See attached workbook for a solution.
I faked up some data and used parameters and Boolean logic.
Use parameter control on the dashboard to set the timeframe and it will count both types of users and show them graphically.
The concurrent users was straghtforward, but for 1st login users I assumed users who logged in during the specified timeframe, as opposed to those who were already logged in. If that is the case, it is also easy, but if you meant users who had their very first login ever which happened to occur during that timeframe, then it is a different matter and will need further work.
concurrent_users.twbx 75.9 KB
Thank you for your reply! The file attached is very helpful for me to better learn the use of Tableau, so thanks a lot for that.
However this does not fully match my needs. Basically, via calculated fields, parameters, etc., I'd like to be able to do the following with "concurrent users":
* drag the date to the columns field
* drag the "concurrent users" calculated measure into the measures field
* adjust the concurrent users calculated measure to my liking, e.g. to AVG(concurrent users) to get the average concurrent users or to MAX(concurrent users) to get the peak CCU for the product
* adjust the date field to my liking, e.g. adjusting the date format to MDY with an active MAX(concurrent users) would display the peak CCU for each day, changing it to month would display the MAX(concurrent users) for each particular month etc.
Is this possible or is this beyond the limitations of Tableau?
The "first time user" graph I am currently getting via an SQL command and an according SQL table. To my knowledge, Tableau cannot gather the 1st time user information in a way that can be drilled down with further?
Jan, it would be a lot easier if you can have a go at doing it and post the workbook with data and attach a sketch of what you want it to look like. Without knowing anything about the data, the business and the task at hand, it is quite hard to figure out what needs to be done.
Tableau is a fairly flexible tool and it may even be possible to do the 1st time user in it, but that depends on the structure of data.
Hello Dimitri, thanks for your reply. I've attached a file with sample login data.
- ACCOUNT ID is the unique ID per user
- DATE & TIME lists the moments of time tracked in the login history
- ACTIVITY identifies the activity performed by the user, 1 is "login", 2 is "logout"
- TERRITORY lists the territory the data was tracked in
What I would like to get out of this, is a historical (per day) chart with the following line graphs, all in one graph:
- DAU = daily active users = amount of unique users logged in per day
- PCCU = peak concurrent users = maximum amount of users that were logged in at the same time, per day
- new users = amount of users that logged in for the first time, per day
In a different sheet, I would further like to see percentage-based information like
- engagement = DAU / MAU = daily active users divided by monthly active users to determine how many users returned to the product daily
- churn = percentage of users that didn't log in to the product within the last 7 days
In short: I have account IDs and activities available in my logs, but cannot find a good and convenient way to use those login logs for drill-down calculations, because I'd have to further aggregate already aggregated data (i.e. countd([ACCOUNT ID]).

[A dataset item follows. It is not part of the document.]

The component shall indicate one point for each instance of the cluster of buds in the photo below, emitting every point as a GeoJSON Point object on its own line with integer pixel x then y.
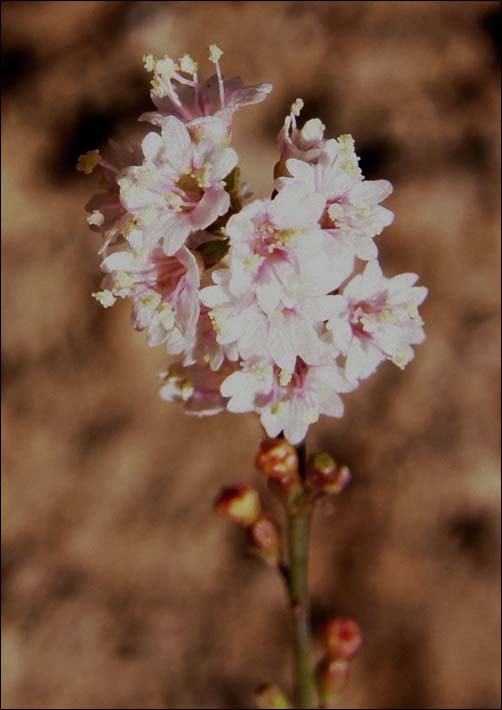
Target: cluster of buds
{"type": "Point", "coordinates": [342, 640]}
{"type": "Point", "coordinates": [278, 460]}
{"type": "Point", "coordinates": [241, 504]}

My current way of thinking is to generate the aggregated data (DAU, MAU, last login, first login, etc.) via additional SQL commands and then feed that generated data upon loading according Tableau workbooks. Just using the raw login history data doesn't seem to suffice for my needs.
sample_login_data.xlsx 1.3 MB
I had a look at your data and I tend to agree with you that it would not be worth the effort (even if it is possible) to use Tableau for this kind of transactional processing on raw data. This job is much easier with simple SQL.
Once data is transformed into a right shape, Tableau can do the rest. This is usually an iterative process, and I do it all the time using custom SQL connections.
Thank you for the reply. I'm glad that you agree and will make sure the data structure and SQL commands we use is set up / adjusted accordingly.